The Spanish language, single-sided SDQ version for parents or teachers of children ages 4–17 was employed in this study (see www.sdqinfo.com). The SDQ is comprised of 25 items measured on a three-point Likert-type scale (0 = “not true,” 1 = “partly true,” or 2 = “certainly true”), and rated by the respondent over the past three months. Items are clustered within the five subscales with five items each: Emotional Symptoms, Hyperactivity, Peer Problems, Conduct Problems, and Prosocial Behavior. The Total Difficulties scale (ranging from 0–40) measures overall functioning as a sum of all subscales except Prosocial Behavior (ranging from 0–10). High Total Difficulties scores indicate higher psychiatric difficulties, while higher Prosocial Behavior subscale scores indicate better functioning [7]. In previous research with British samples, the SDQ has shown good Cronbach’s alpha internal consistency (α = 0.73) and good mean retest stability (α = 0.62) [7], as well as good predictive validity [9].

The SDQ was administered alongside surveys on parents’ perceptions of Food for Education program operations and effectiveness. Respondents completed the SDQ in this context given the known links between children’s emotional and behavioral problems and academic performance [60], and that schoolchildren in low- and middle-income countries are often at increased risk for psychosocial problems [61]. In surveys, parents and other caregivers were also asked demographic questions, including the date of birth of the child, respondent gender, child gender, the child’s primary caregiver, municipality in which they lived within the Department of Intibucá, and whether they considered themselves to be members of the indigenous Lenca group.

Data analysis

SDQ data were complete. Analyses were conducted using Mplus Version 7.4 [62] on the Boston College Linux cluster and in R version 3.4.4 [63]. Descriptive statistics reported include univariate and bivariate statistics, as well as polychoric correlations and internal consistency reliability indexes for categorical data. We randomly split our sample into two groups, one in which we conducted EFA, the other in which we confirmed the best fitting EFA model with CFA. Others have performed split sample EFA and CFA analyses when unable to find an acceptable fitting previously identified SDQ model [35, 47]. Ordered categorical data have thresholds rather than intercepts. As such, we applied the recommended weighted least squares means and variance adjusted (WLSMV) estimation for categorical data along with theta parameterization in EFA and CFA [64, 65].
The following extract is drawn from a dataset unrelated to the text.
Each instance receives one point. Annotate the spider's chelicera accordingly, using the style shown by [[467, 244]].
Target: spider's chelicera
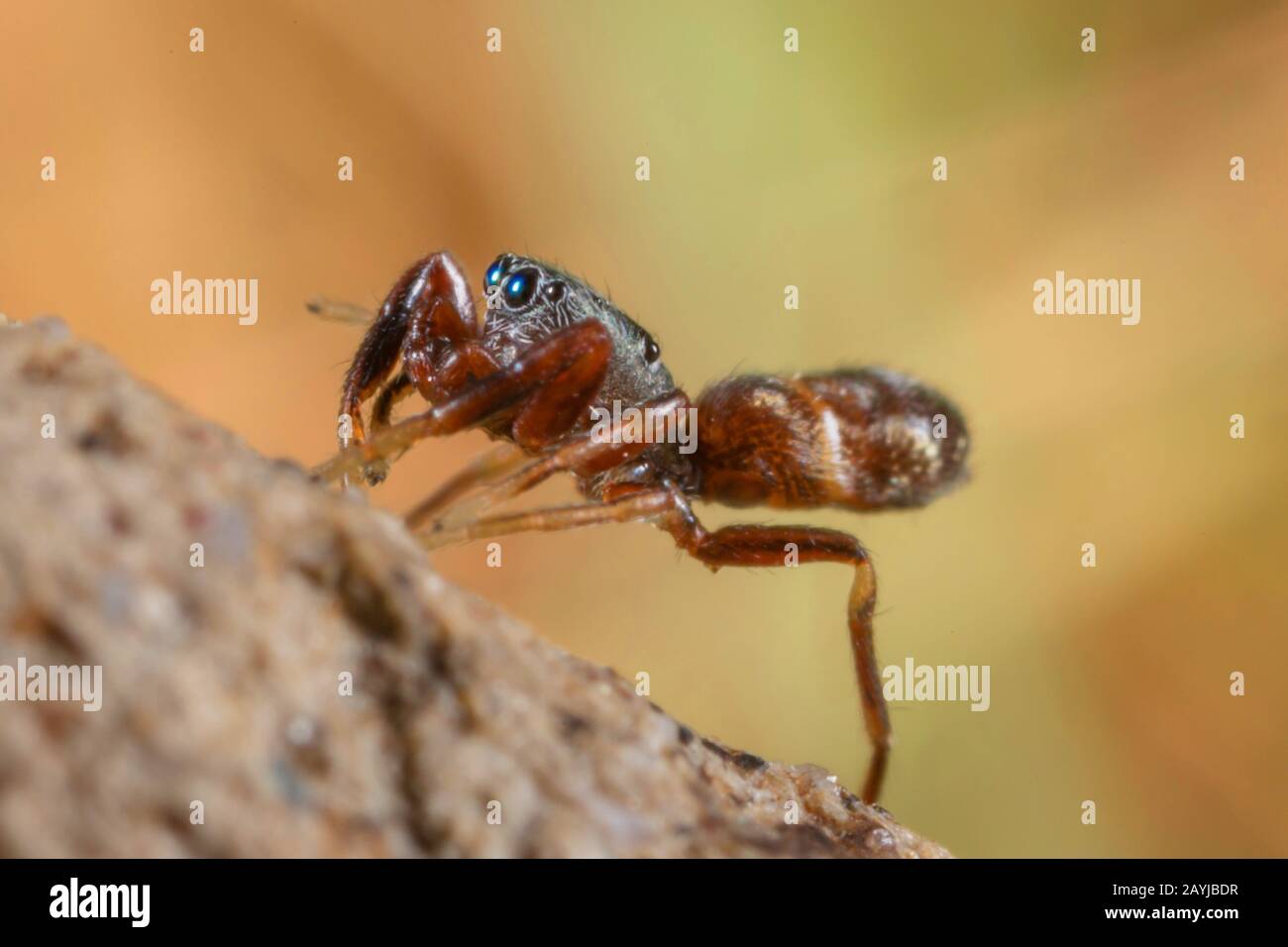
[[549, 356]]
Internal consistency reliability.

As a discrimination index, we present the item-rest correlations for SDQ items based on ordinal alpha (α) [66] for the full sample and male and female respondent and child genders. However, to assess the internal consistency reliability of the standard five-factor SDQ solution, we followed Stone et al. by presenting McDonald’s ω for each factor individually [29, 30], as well as ordinal α [66] like Ortuño-Sierra et al. [34, 35, 39]. We chose to report McDonald’s ω and ordinal α over similar indexes, such as Raykov’s composite reliability for congeneric measures index [67, 68], both to allow for comparison with Stone et al. [29] and Ortuño-Sierra et al. [39], as well as because Widhiarso and Ravand caution against the use of Raykov’s index with categorical data with limited response options, instead recommending the use of indexes that support WLSMV estimation for categorical data [69]. We calculated both ordinal α and McDonald’s ω in R using syntax provided by Gadermann and colleagues [70] and the R “psych” package [71].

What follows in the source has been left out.